De verdachte heeft zich gedurende een lange periode en in nauwe en bewuste samenwerking met haar medeverdachte schuldig gemaakt aan sociale zekerheidsfraude door opzettelijk na te laten de benodigde gegevens aan de sociale dienst te verstrekken, te weten het nalaten te melden dat zij onroerend goed in Turkije op hun naam hadden staan. Het onroerend goed bestond onder andere uit zeven werkplaatsen, waarvan er één, tezamen met een kavel bouwgrond, is getaxeerd op € 675.000,-. Door de sociale dienst onkundig te laten van het bezit van deze onroerende goederen met een dergelijke waarde (en daarmee geen inzicht te geven in haar financiële (vermogens-) positie) heeft de verdachte de sociale dienst de mogelijkheid onthouden vast te stellen in welke mate dit vermogen van invloed was op de bijstandsuitkering van de verdachte en haar medeverdachte. De verdachte heeft daardoor tevens het vertrouwen waarop het stelsel van sociale voorzieningen in Nederland is gebaseerd, op zeer grove wijze geschonden. Immers, door op deze wijze dit stelsel van sociale voorzieningen te ondermijnen wordt niet alleen in financieel opzicht hieraan schade berokkend, maar ook op ernstige wijze afbreuk gedaan aan de solidariteitsgedachte die daaraan ten grondslag ligt. Verworvenheden die (mede) de basis vormen voor de sociale verzorgingsstaat komen daardoor onder druk te staan. Dit maakt het handelen van de verdachte volstrekt ontoelaatbaar.
Het hof houdt ten nadele van de verdachte rekening met het feit dat zij er in het geheel geen blijk
van heeft gegeven het laakbare van haar handelen in te zien.
Blijkens een de verdachte betreffend uittreksel uit de Justitiële Documentatie van 16 september 2019
is zij niet eerder strafrechtelijk veroordeeld.
Het hof acht langdurig misbruik van sociale voorzieningen, zoals in het onderhavige geval, waarbij de verdachte tezamen en in vereniging met haar medeverdachte gedurende lange tijd niet meldt dat zij zeer grote vermogensbestanddelen in het buitenland op hun naam hebben staan, een zeer ernstig feit. Gelet ook op de hoogte van het benadelingsbedrag van ruim € 50.000,- in de ten laste gelegde periode is het hof van oordeel dat de in eerste aanleg opgelegde taakstraf geen recht doet aan de ernst van het feit en dat slechts een onvoorwaardelijke gevangenisstraf van enige duur een passende reactie vormt.
Het hof heeft acht geslagen op de omstandigheid dat in deze zaak de redelijke termijn als bedoeld in artikel 6 van het EVRM is overschreden. De redelijke termijn is aangevangen op 27 januari 2015, de dag dat de verdachte in verzekering is gesteld. In eerste aanleg is de zaak afgerond met een eindbeslissing op
13 april 2018. De zaak is vervolgens in hoger beroep afgerond met een eindbeslissing op 17 oktober 2019. Het hof stelt vast dat de procedure als geheel een periode van vier jaren en ruim acht maanden heeft bestreken en dat uitgaande van een redelijke termijn van twee jaren per instantie, deze periode is overschreden met ruim acht maanden.
Het hof acht, alles afwegende, een gevangenisstraf voor de duur van acht maanden in beginsel passend. Gelet op de geconstateerde termijnoverschrijding zal het hof die straf matigen tot een gevangenisstraf van zeven maanden.

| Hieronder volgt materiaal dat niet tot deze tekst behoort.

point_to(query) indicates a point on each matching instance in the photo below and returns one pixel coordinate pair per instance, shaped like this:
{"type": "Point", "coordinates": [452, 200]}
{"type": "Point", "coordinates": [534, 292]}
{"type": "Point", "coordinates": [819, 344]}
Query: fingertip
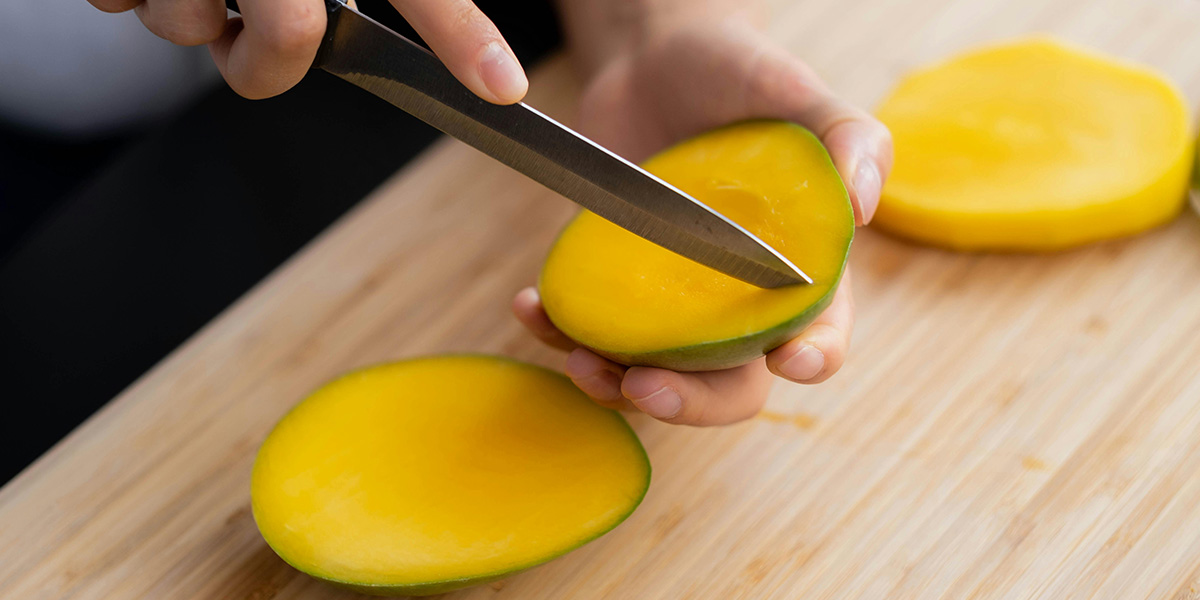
{"type": "Point", "coordinates": [526, 303]}
{"type": "Point", "coordinates": [582, 363]}
{"type": "Point", "coordinates": [811, 359]}
{"type": "Point", "coordinates": [868, 185]}
{"type": "Point", "coordinates": [502, 73]}
{"type": "Point", "coordinates": [603, 387]}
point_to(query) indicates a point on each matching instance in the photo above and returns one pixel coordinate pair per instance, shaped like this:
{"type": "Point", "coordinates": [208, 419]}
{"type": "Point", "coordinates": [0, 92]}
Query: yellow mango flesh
{"type": "Point", "coordinates": [640, 304]}
{"type": "Point", "coordinates": [1033, 145]}
{"type": "Point", "coordinates": [430, 474]}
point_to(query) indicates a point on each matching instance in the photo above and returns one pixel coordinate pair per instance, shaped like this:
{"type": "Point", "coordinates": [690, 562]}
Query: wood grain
{"type": "Point", "coordinates": [1007, 426]}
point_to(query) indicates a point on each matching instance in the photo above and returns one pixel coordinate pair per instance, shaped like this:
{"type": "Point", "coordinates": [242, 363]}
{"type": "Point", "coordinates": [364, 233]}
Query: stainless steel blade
{"type": "Point", "coordinates": [370, 55]}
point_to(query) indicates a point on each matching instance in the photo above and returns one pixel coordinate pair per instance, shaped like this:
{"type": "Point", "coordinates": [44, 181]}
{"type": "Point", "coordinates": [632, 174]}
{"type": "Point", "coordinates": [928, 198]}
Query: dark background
{"type": "Point", "coordinates": [114, 251]}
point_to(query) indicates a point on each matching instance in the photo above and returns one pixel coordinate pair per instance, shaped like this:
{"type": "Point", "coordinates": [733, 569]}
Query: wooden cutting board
{"type": "Point", "coordinates": [1007, 426]}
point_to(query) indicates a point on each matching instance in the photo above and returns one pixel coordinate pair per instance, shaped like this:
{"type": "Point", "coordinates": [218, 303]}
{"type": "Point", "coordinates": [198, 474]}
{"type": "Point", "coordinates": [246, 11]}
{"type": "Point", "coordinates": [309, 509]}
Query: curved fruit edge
{"type": "Point", "coordinates": [738, 351]}
{"type": "Point", "coordinates": [438, 587]}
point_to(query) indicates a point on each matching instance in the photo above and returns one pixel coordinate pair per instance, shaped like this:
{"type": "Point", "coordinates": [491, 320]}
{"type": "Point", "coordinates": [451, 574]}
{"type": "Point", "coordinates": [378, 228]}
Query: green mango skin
{"type": "Point", "coordinates": [738, 351]}
{"type": "Point", "coordinates": [733, 352]}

Toepasselijke wettelijke voorschriften

De op te leggen straf is gegrond op de artikelen 47 en 227b van het Wetboek van Strafrecht.
Deze wettelijke voorschriften worden toegepast zoals geldend ten tijde van het bewezen verklaarde.

BESLISSING

Het hof:
Vernietigt het vonnis waarvan beroep ten aanzien van de opgelegde taakstraf en doet in zoverre opnieuw recht.
Veroordeelt de verdachte tot een
gevangenisstrafvoor de duur van
7 (zeven) maanden.
Beveelt dat de tijd die door de verdachte vóór de tenuitvoerlegging van deze uitspraak in enige in artikel 27, eerste lid, of artikel 27a van het Wetboek van Strafrecht bedoelde vorm van voorarrest is doorgebracht, bij de uitvoering van de opgelegde gevangenisstraf in mindering zal worden gebracht, voor zover die tijd niet reeds op een andere straf in mindering is gebracht.
Bevestigt het vonnis waarvan beroep voor het overige.
Dit arrest is gewezen door de meervoudige strafkamer van het gerechtshof Amsterdam, waarin zitting hadden mr. S. Clement, mr. A.M. van Amsterdam en mr. P. Greve, in tegenwoordigheid van mr. G.G. Gielen, griffier, en is uitgesproken op de openbare terechtzitting van dit gerechtshof van 17 oktober 2019.
Mr. A.M. van Amsterdam is buiten staat dit arrest mede te ondertekenen.